There is nowhere better to see a John B. Keane play than in Listowel and there are no better interpreters of the great playwright's work than his own North Kerry folk and you will find nowhere a more appreciative audience than in Listowel.

If one were  to single out one actor in a really strong cast in the latest production in St. John's,  Batt O'Keeffe put in an outstanding performance as Danger Mulally on Friday's opening night. I have seen Batt  play many parts over the years. His Michael James O'Flaherty in Synge's Playboy of the Western World was top class. But it would be hard to find a more professional performance than the one Batt put in on April 20 2018. I am delighted I was there to enjoy it.
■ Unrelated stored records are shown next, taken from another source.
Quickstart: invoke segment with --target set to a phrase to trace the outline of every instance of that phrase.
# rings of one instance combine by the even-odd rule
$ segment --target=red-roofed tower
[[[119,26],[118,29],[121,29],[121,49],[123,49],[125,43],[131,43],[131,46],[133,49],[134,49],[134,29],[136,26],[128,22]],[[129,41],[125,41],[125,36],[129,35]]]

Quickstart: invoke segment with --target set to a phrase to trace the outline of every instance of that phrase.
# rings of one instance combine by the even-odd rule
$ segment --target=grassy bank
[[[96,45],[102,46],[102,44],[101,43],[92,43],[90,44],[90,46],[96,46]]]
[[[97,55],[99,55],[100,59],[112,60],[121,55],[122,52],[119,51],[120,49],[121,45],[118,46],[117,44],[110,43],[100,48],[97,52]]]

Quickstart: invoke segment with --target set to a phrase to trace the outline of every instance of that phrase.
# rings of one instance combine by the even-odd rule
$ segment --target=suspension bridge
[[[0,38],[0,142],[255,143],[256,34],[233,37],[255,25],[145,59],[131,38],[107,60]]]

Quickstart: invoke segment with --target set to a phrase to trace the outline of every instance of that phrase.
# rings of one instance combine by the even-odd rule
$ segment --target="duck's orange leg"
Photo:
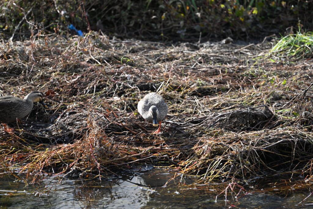
[[[159,122],[159,128],[157,129],[157,130],[153,132],[153,133],[159,133],[161,132],[161,123],[162,123],[162,121],[160,121]]]
[[[2,123],[2,124],[3,125],[3,127],[4,128],[4,131],[7,132],[11,132],[14,130],[12,128],[9,128],[8,127],[8,125],[5,123]]]

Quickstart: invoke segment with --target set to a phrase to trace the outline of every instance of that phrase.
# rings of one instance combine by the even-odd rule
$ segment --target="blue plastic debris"
[[[76,28],[75,27],[75,26],[71,24],[69,26],[67,26],[67,28],[70,30],[74,30],[76,32],[76,33],[77,33],[77,35],[80,36],[81,36],[82,37],[84,37],[84,34],[83,34],[83,32],[82,32],[82,31],[80,30],[77,30],[77,29],[76,29]]]

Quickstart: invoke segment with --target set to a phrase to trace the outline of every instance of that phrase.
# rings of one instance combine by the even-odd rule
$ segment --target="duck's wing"
[[[0,101],[3,100],[7,99],[15,99],[16,97],[13,96],[4,96],[0,97]]]

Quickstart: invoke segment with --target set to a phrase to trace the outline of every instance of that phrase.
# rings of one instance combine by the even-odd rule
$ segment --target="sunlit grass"
[[[302,34],[299,31],[296,34],[290,34],[283,37],[270,52],[296,59],[307,58],[313,56],[312,47],[313,32]]]

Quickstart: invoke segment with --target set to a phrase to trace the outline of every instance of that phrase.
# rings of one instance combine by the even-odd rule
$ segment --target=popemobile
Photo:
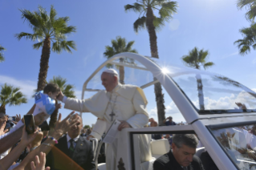
[[[183,116],[186,122],[185,125],[120,131],[116,169],[152,170],[156,159],[169,151],[167,140],[152,140],[148,147],[152,159],[140,162],[137,137],[140,134],[149,136],[187,133],[196,134],[202,144],[203,147],[197,148],[196,155],[200,158],[201,153],[207,151],[219,169],[256,169],[256,93],[221,75],[158,62],[137,54],[118,54],[101,64],[83,84],[82,99],[88,93],[104,90],[100,83],[102,71],[106,66],[116,67],[123,71],[124,83],[144,90],[148,111],[148,108],[156,106],[153,85],[160,82],[165,106],[172,103],[172,108],[180,113],[175,116]],[[100,144],[96,139],[91,140],[94,141],[96,160]],[[105,164],[95,164],[100,170],[106,169]]]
Jack McKenna, Jamie Mazzelle, Annette O'Donnell, Sonny Egan, Rebecca Stapleton, Margaret Flavin
Oliver McGrath, Batt O'Keeffe, Barry Francis, Frances Kennedy, Tommy Denihan, Conor Foley and Gearóid O'Connor
Caitríona Dillon is missing from the photograph.


In the interval I met up with three lovely ladies who were remembering John B. with great fondness and I'm sure he was smiling down  on them....Anne Keane, John B.'s grandaughter was with a great Keane family friend, Sally O'Neill and Anne's aunt, John B.'s daughter, Joanna O'Flynn.


Aileen Hayes/ Scanlon was making a return to Listowel for the weekend. Aileen was a teacher in Presentation Secondary School, Listowel before her marriage. Joanna Keane was one of her star pupils.